5 Antworten to “Kurz beleuchtet: Donkey Punch”

  1. Also für mich war Donkey Punch einer der schlechtesten Filme, der letzten Jahre. Schlechte Schauspieler, mieses Script und ganz schlechte Story bis hin zu absolut absurden Handlungen, der Hauptpersonen.
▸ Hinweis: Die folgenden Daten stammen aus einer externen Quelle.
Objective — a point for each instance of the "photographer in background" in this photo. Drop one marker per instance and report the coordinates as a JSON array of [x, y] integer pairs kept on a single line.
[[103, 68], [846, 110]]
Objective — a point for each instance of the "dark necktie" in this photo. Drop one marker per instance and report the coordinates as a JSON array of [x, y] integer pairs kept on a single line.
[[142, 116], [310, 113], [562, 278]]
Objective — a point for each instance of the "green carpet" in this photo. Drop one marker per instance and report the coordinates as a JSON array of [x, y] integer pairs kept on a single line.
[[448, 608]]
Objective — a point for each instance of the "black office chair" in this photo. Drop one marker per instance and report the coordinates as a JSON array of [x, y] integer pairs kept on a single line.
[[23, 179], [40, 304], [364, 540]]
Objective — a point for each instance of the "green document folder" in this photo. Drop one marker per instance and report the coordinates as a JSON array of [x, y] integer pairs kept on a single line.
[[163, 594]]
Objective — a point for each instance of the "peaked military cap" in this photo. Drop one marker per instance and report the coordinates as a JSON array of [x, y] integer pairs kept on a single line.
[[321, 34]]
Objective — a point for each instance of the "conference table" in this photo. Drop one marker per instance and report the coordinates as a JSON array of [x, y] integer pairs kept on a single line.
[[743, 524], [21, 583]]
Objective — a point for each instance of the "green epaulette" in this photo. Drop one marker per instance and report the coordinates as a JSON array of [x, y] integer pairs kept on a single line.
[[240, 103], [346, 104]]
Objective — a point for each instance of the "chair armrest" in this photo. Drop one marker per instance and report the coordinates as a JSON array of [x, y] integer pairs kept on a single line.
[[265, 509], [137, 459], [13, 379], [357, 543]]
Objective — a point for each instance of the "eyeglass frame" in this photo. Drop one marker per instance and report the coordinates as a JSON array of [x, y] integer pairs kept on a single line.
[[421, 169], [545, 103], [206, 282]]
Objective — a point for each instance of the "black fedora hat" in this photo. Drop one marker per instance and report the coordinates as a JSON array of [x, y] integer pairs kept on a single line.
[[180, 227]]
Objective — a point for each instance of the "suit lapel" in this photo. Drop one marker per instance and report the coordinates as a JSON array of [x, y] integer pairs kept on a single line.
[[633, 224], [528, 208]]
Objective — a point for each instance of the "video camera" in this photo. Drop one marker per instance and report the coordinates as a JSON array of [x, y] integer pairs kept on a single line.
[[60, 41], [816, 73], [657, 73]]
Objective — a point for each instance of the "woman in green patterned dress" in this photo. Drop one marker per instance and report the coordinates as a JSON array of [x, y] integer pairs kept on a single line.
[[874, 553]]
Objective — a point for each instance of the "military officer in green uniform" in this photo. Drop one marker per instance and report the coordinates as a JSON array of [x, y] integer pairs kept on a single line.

    Absoluter Schwachsinn, der nicht mal 1 Punkt verdient hat!
    Schnell weg damit!

  2. Also so drastisch würd ich das ganze nicht sehen. Die Schauspieler sind halt unerfahrener, aber nicht schlecht. Und die Story passt so wie sie ist, ich seh da keine wirklichen unsinnigen Handlungen.
    Schwachsinnig sind Filme wie Hostel in dem Genre, aber Donkey Punch ist nur unausgereift.

  3. NEIN NEIN NEIN!!!!
    OK bei Hostal muss ich dir recht geben. Du fragst wegen sinnlosen Handlungen, na zum Beispiel als die alte am Ende mit dem Außenbortmoter dem Typ die Kehle bzw. Kopf abreißt, obwohl er ja eigentliche helfen wollte, was auch jeder mit bekommen hätte müssen!
    Aber Im Vergleich zu Hostel war der Film trotzdem noch viel schlechter, denn Hostel hatte noch etwas. Denn bei Donkey Punch kam der Effekt vom Fremdschämen ganz schnell und es wurde leider nicht besser.

  4. Sie hat es halt nicht so gesehen das er helfen wollte. Er hat die Leiche mit beseitigt und ansonsten nichts wirklich was hilfreiches gemacht. Er wollte nun mal seinen Bruder schützen und außerdem stehen die ja auch alle unter Schock und so weiter und so weiter. Das Einzige das ich jetzt vllt bemängeln würde wäre ihre Aktion danach. Will das hier für andere jetzt nicht all zu doll spoilern, aber ich glaub du weist was ich meine.
    Und Hostel hatte überhaupt nichts besonderes. ^^
    Da steckte nen wenig mehr Budget dahinter, das war aber auch alles. Story konnte man da wohl mehr vermiesen als hier. Wie gesagt, ich find ihn annehmbar. Aber hab schon einige Kommentare gelesen die deiner Meinung waren.

  5. Klar war bei Hostel keine Story zu sehen und der Sinn war zu schlachten, aber wie du schon sagt war mehr Budget, dahinter und das hat den Film einfach besser gemacht, auch wenn er nicht gut ist.